I’d argue that we know enough, and our awareness is growing exponentially, thanks, in good part, to the scientists, Tough’s diligent reportage, and reports from early childhood practitioners on the front lines of the campaign. After How Children Succeed was published, he spoke before groups of teachers and child-development professionals. “OK, now that we know this, what do we do?” they’d ask him. Of course, they already knew the answers, but were adrift in a sea of toxic education policies that focused on cognition to the exclusion of the softer skills, out of tune with the latest research Tough had brought to light. They were drowning.
We need to move beyond the endless questions, reshuffle our priorities, and reorient our social and economic policies. At the end of Whatever it Takes, his first book, Tough joyfully anticipates Barack Obama’s Promise Neighborhoods initiative, inspired by Geoffrey Canada’s Harlem Children’s Zone:
If Promise Neighborhoods do become federal policy, they would mark the first serious new approach to poverty to come to Washington since welfare reform, and arguably the first truly comprehensive plan since the War on Poverty. And this would be a program quite different from either predecessor: more proactive than welfare reform; more data-driven and targeted than the initiatives that made up the War on Poverty.
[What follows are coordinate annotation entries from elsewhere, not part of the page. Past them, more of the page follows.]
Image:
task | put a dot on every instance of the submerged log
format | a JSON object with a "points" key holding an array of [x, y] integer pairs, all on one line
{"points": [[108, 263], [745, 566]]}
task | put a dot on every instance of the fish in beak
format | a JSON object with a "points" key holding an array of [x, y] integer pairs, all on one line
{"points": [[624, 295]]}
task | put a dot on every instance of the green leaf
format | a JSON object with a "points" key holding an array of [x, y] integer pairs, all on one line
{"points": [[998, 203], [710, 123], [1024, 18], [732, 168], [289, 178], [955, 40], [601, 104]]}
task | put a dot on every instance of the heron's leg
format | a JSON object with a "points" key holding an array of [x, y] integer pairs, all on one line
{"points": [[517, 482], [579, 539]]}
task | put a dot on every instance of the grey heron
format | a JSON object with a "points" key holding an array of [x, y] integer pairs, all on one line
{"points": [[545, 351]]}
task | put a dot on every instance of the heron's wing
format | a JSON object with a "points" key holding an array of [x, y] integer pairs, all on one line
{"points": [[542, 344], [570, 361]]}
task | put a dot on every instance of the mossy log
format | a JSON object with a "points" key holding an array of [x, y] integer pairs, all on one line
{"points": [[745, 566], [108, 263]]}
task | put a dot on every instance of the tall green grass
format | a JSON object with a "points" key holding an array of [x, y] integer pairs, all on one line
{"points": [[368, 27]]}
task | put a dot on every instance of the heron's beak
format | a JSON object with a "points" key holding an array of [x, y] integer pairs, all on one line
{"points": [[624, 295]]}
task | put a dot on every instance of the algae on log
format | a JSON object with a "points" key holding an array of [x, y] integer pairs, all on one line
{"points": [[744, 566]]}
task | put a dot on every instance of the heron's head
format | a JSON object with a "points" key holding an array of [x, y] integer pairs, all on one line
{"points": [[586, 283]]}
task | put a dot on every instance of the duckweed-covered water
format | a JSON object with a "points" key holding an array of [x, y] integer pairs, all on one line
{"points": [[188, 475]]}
In the 2015 federal fiscal year budget, the request for Promise Neighborhoods came in at $100 million. More data-driven, maybe, and targeted, but not generously funded. America thinks nothing of spending $400 billion on a fleet of F-35 Join Strike Fighter jets—or enough to fund the National School Lunch Program for nearly 25 years—while we hack away at the children’s tiny share of the budget pie with impunity, stinting on education, schools, communities, and the kinds of services that might have a prayer of changing their trajectories.
“Helping children in adversity to transcend their difficult circumstances is hard and often painful work,” Tough concludes on the last page of Helping Children Succeed. Indeed—and he’s to be commended for his contributions. But it’s more painful for those who are living in such circumstances in a nation rife with inequality. It’s time for Tough, once again, to leave his comfy perch at Left Hand Coffee, in Montauk, and continue the work, with eyes wide open.